The third is acquisition or strategic partnership with a frontier non-Korean lab. Anthropic's partnership with NEC in Japan provides a template that a Korean-Japanese-US triangulation could follow, although Korean political sensitivities about technological autonomy make this a harder path than it might appear from outside.

AI Stack LayerKorea's PositionAsia LeaderKorea's 2026 Direction
HBM and DRAM memoryStrong (~80% global share)Korea (SK Hynix)Capacity expansion
Logic semiconductorsModerateTaiwan (TSMC)Samsung Foundry investment
AI acceleratorsModerate (Rebellions, Sapeon)China (Huawei) and US (Nvidia)Domestic startup support
Foundation modelsWeak globallyChina and USNaver and LG capability gaps
Agentic AI applicationsWeak globallyUS and ChinaLimited domestic activity

For deeper context, see our coverage of SK Hynix's Q1 2026 fivefold profit jump, TSMC's 58% Q1 profit jump, and Korea's AI Basic Act enforcement update.

The AIinASIA View: The Seoul Economic Daily warning is the right framing for Korea's AI position in 2026. The country has won the memory layer of the global AI build-out and will continue to benefit from the next two HBM generations. But winning the memory layer is necessary, not sufficient, for sustained AI economic leadership. The honest read is that Korea now needs a serious foundation-model push, with public capital, regulatory support, and either Samsung or LG taking the lead. Without that push, the country will spend the next decade as the highest-value supplier to other people's AI businesses, which is profitable but strategically constrained. Watch the National Assembly's response to the AI Basic Act enforcement review later this year for the first real signal of whether Korean policymakers are willing to act on this.

Frequently Asked Questions

Are Samsung and SK Hynix in actual financial trouble?

No. Both companies are reporting record AI-driven profits and have strong balance sheets. The warning is structural, not financial, and concerns Korea's longer-term position in the AI value chain rather than near-term company performance.

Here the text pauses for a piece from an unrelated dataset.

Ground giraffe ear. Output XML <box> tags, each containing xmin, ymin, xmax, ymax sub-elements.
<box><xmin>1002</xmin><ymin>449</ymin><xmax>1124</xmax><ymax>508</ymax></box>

Could Korea acquire a frontier AI lab?

Possibly, but Korean political sensitivities about technological autonomy and the very high valuations of Western frontier labs make this a difficult path. A more likely outcome is strategic partnership with a US or Japanese lab, with Anthropic as the most plausible candidate.

Why have Naver and LG not produced globally competitive models?

Both companies are highly capable in the Korean-language context but have prioritised domestic and Korean diaspora users over global competition. Korean-language data and the relative size of the global Korean-speaking user base limit the natural ceiling for Korean-anchored models.

Will the Korean AI Basic Act help close the gap?

Indirectly. The Act establishes the regulatory framework for AI deployment in Korea but does not by itself fund a national foundation-model programme. Additional legislation or a dedicated public investment vehicle would be needed to produce real change at the foundation-model layer.

How does Korea compare to Japan on this exact question?

Japan faces a similar profile but has more visibly partnered with foreign frontier labs, including the recent NEC-Anthropic deal. Whether that partnership posture or Korea's more autonomy-focused posture produces better long-term outcomes is genuinely unclear.